Karol is a single mother with a criminal record, a history of unstable housing and an erratic work history. She was mandated to the Children's Justice Alliance (CJA) Center for Family Success for parenting classes after release from prison. She was in recovery to overcome addiction to drugs and alcohol and habits of anti-social behavior. Karol attended support groups meetings three times per week and received support and other aid from CJA.

Photo of Children's Justice Alliance

Children's Justice Alliance (CJA) Center for Family Success.

CJA's Center for Family Success helped Karol to secure part-time employment at a thrift store at minimum wage. CJA also linked Karol with a program at the WorkSource Center that provides short-term job training and connected Karol to a supportive housing community. Karol used this opportunity to renew her expired hairdressing/barber license.

CJA efforts helped Karol recognize that positive behaviors result in positive opportunity. Collaborative efforts between CJA's Center for Family Success, the One-Stop Center, and other community partners played a significant role in Karol's reintegrate into the community.

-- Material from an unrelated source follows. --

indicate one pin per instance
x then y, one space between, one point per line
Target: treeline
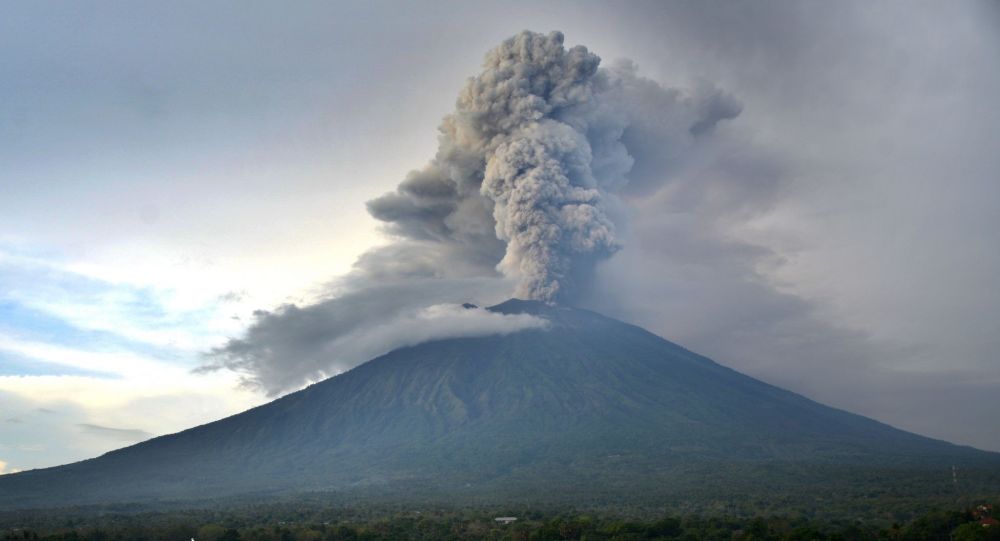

Karol is now president of a supportive communal housing facility for women in recovery called Oxford House, where she has been living for a year. After she attended classes for her hairdressing license, Karol was hired for a full-time position in a salon and built her own clientele. She has successfully held her position with the salon for a year. Her next move is to move back to where her mother lives and purchase a salon of her very own! The opportunity presented itself and Karol is courageously moving forward. Her daughter, who is living at the Boys and Girls Club since leaving foster care, is now free to move in with Karol.

Karol is motivated to do the best she can for her kids, so she can be a positive role model. When she is overwhelmed and doubtful, thinking about her past, she keeps repeating that it is never too late to do the right thing. Karol's faith and determination have been unshakable.